There were allegations that Netflix knew of the mark and used the mark to
market for a different program until Chooseco sent a cease and desist letter. That
could support “a reasonable inference that Netflix intended to trade on the good
will of Chooseco’s brand,” as could intentional copying of “aspects”
[protectable aspects?] of Chooseco’s trade dress.  And Netflix could have used numerous other
phrases to describe the fictitious book’s interactive narrative technique,
making bad faith plausible.
That holding makes sense, given the doctrine.  But worse is to come.  Netflix argued, quite correctly, that
dilution requires (1) that the defendant use the term as a mark for its own
goods or services, and (2) commercial speech, which the film is not. The court
rejects both arguments.
The court quoted the federal definition of dilution by
tarnishment as an “association arising from the similarity between a mark or
trade name
and a famous mark that harms the reputation of the famous mark,”
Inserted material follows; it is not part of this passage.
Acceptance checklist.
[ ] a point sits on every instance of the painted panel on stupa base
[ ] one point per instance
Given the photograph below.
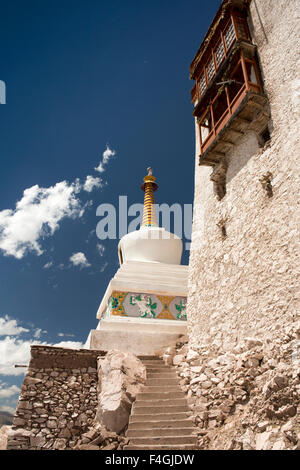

but didn’t explain why Netflix was plausibly using the term as a mark, as opposed
to using it to label the book in the film. Netflix correctly pointed out that “[t]he
Second Circuit does not recognize an action for dilution where the defendant
uses the plaintiff’s mark not to denote the defendant’s good or services, but
rather to identify goods or services as those of the plaintiff,” but the court thought
that didn’t apply here because Netflix used the mark to refer to a fictitious
book.  But the important part here is
the first half: it wasn’t using Choose Your Own Adventure to brand its own
goods or services; it was using it as part of a fictional work.  The implication—and it is not a good one—is that
if, in my work of fiction, my character disparages a Choose Your Own Adventure
book that doesn’t actually exist, I may have tarnished the CYOA mark. This is defamation
without any of the limits on defamation that the First Amendment has imposed.
Nonetheless, the court found that “Netflix’s use of Chooseco’s mark implicates
the core purposes of the anti-dilution provision” (citing Hormel, which
is not a federal dilution case and which has been treated as superseded by
federal dilution law, see Tiffany v. eBay).  
Netflix then, correctly, pointed out that “the Lanham Act
expressly exempts dilution claims based on a ‘noncommercial use of a mark’ of
the type at issue here.” Despite the fact that in discussing Rogers the
court correctly noted that profit-motivated speech is often noncommercial and Bandersnatch
is noncommercial speech, the court still stated that “Netflix’s use of
Chooseco’s mark
may qualify as commercial speech” (emphasis added), which
is not the test. And it so reasoned because Chooseco’s complaint alleged that “Netflix’s
motivations in including its mark in the film were purely economic,” that
Chooseco’s product is popular, and that Netflix used “elements” [protectable
elements?] of Chooseco’s trade dress in promotion and marketing.  More discovery!